Que Putin prefería la victoria de Trump es claro, y que haya hecho lo que estuviera a su alcance para favorecerlo, también. Pero de ahí a demostrar que Trump se puso de acuerdo con Putin para sabotear a su rival y que esto bastó para  cambiar el signo de las elecciones hay un trecho que por el momento solo lo ha recorrido la imaginación.

No hace falta ser ningún fan de Trump para advertir que desde el primer momento sus adversarios no se han limitado a criticar sus políticas, sino que buscan deslegitimarlo, atribuyendo su triunfo a maniobras fraudulentas. Y esto da origen también a un doble rasero en la calificación de hechos.

Si una filtración de informaciones proviene de Wikileaks y beneficia a Trump, es una maniobra orquestada por los rusos para subvertir la democracia americana. Pero si se filtran documentos del FBI que pueden perjudicar a Trump es una útil y legítima fuente de información.

La falta de pruebas no descalifica del mismo modo según quien la esgrima. Aunque no haya pruebas, los demócratas y la prensa afín pueden dictaminar que la hipótesis de la colusión entre Trump y Putin es “seria” y merece ser investigada. Como también fue seria en otro momento la tesis –por el momento aparcada– de que Moscú tenía material comprometedor que podía utilizar contra Trump. Pero si Trump responde a este juego con otra denuncia sin pruebas, como que Obama le espió, entonces no es más que una cortina de humo sin base.
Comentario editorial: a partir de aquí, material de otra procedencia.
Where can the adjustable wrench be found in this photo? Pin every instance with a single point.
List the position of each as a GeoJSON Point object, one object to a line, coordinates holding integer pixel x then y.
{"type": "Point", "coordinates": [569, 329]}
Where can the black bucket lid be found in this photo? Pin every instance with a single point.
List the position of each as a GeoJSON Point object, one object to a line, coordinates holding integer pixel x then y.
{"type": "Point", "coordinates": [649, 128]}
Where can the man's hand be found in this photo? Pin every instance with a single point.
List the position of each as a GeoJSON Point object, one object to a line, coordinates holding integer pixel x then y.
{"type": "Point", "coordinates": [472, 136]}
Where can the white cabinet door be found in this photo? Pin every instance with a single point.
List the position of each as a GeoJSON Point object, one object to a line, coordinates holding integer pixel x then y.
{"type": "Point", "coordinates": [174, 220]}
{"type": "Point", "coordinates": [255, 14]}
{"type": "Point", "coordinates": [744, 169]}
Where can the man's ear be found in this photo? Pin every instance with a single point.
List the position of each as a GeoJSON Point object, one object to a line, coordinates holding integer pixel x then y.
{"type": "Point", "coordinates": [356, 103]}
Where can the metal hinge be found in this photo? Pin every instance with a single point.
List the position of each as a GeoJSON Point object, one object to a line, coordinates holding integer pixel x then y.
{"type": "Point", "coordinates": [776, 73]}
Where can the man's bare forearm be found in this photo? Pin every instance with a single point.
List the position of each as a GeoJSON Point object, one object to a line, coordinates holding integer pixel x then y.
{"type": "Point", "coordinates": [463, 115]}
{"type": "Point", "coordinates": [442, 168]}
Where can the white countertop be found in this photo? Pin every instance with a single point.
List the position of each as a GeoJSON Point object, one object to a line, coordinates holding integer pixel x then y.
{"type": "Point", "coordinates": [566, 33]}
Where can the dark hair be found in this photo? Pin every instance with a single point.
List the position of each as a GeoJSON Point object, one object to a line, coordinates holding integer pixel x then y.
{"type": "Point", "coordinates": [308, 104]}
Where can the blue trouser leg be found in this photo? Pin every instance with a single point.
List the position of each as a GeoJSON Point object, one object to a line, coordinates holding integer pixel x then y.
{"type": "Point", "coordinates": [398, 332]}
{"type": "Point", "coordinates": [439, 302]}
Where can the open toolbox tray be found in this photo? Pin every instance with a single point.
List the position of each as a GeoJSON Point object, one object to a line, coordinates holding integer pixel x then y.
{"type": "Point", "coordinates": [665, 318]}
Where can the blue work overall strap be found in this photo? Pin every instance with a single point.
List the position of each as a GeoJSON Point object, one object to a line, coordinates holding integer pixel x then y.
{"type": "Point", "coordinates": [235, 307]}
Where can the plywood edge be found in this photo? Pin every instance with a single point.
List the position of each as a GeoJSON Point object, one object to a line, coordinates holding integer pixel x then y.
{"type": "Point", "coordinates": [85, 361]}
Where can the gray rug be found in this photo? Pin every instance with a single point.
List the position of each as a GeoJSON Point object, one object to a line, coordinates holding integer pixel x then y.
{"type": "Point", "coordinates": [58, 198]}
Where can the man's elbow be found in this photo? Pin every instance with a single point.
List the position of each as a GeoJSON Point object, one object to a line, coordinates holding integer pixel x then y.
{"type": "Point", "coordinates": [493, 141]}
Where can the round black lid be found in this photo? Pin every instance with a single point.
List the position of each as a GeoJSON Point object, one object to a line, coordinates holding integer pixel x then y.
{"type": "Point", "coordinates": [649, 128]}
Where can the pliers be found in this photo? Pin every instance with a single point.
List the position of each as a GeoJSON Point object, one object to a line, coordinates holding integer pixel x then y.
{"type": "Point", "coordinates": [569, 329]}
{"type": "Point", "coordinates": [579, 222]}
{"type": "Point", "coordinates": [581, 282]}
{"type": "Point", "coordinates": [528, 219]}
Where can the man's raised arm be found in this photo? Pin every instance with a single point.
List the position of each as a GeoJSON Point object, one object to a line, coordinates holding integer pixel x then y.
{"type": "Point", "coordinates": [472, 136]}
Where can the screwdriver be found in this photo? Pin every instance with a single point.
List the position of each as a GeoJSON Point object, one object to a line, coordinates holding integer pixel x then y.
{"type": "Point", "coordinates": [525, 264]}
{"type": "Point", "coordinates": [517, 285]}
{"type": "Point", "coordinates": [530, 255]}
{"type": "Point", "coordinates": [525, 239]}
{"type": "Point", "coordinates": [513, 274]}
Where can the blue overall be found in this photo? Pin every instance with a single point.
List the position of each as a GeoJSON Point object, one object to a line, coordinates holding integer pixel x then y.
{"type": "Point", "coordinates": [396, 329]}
Si Trump denuncia a parte de la prensa como “enemigos del pueblo” es una prueba de su retórica extremista; pero basta calificar a Trump de “fascista” para tener carné de defensor de la democracia.

Haber tenido algún contacto con el embajador ruso en EE.UU., el dinámico Serguéi Kisliak, admite también diversas lecturas. Si se trataba de un candidato al gobierno de Trump, haber hablado con el embajador equivale a una reunión de compinches para sabotear la democracia, lo que le descalifica para el puesto; pero si luego resulta, como ha resultado, que también se entrevistó con destacados políticos demócratas, esto no es más que un ejemplo de relaciones habituales. Por otro lado, ¿no es normal que un embajador procure hablar con políticos de todos los lados para recabar información y saber qué opinan?

La pista de la supuesta “trama rusa” debería llevar a decisiones de Trump que favorezcan los intereses de Putin. Sin embargo, su primer presupuesto prevé un aumento del 10% en un ya abultado capítulo de Defensa, lo que no debe de haber hecho muy feliz al presidente ruso. En vez de la paloma de la paz ruso-americana, nos encontramos con un halcón que quiere que “EE.UU. vuelva a ganar guerras”.

Hasta ahora, los halcones americanos buscaban la confrontación con Rusia, mientras que la izquierda liberal subrayaba las virtudes del diálogo y la influencia del soft power. En cambio, ahora parece que para los críticos de Trump, la Guerra Fría no ha terminado y cualquier entendimiento con la Rusia de Putin es anatema.

Si algo enseña el episodio del macarthismo es a no confundir los hechos con las sospechas, a no perseguir a los adversarios políticos en nombre de la seguridad nacional, y a evitar los linchamientos mediáticos que crean un clima de histeria.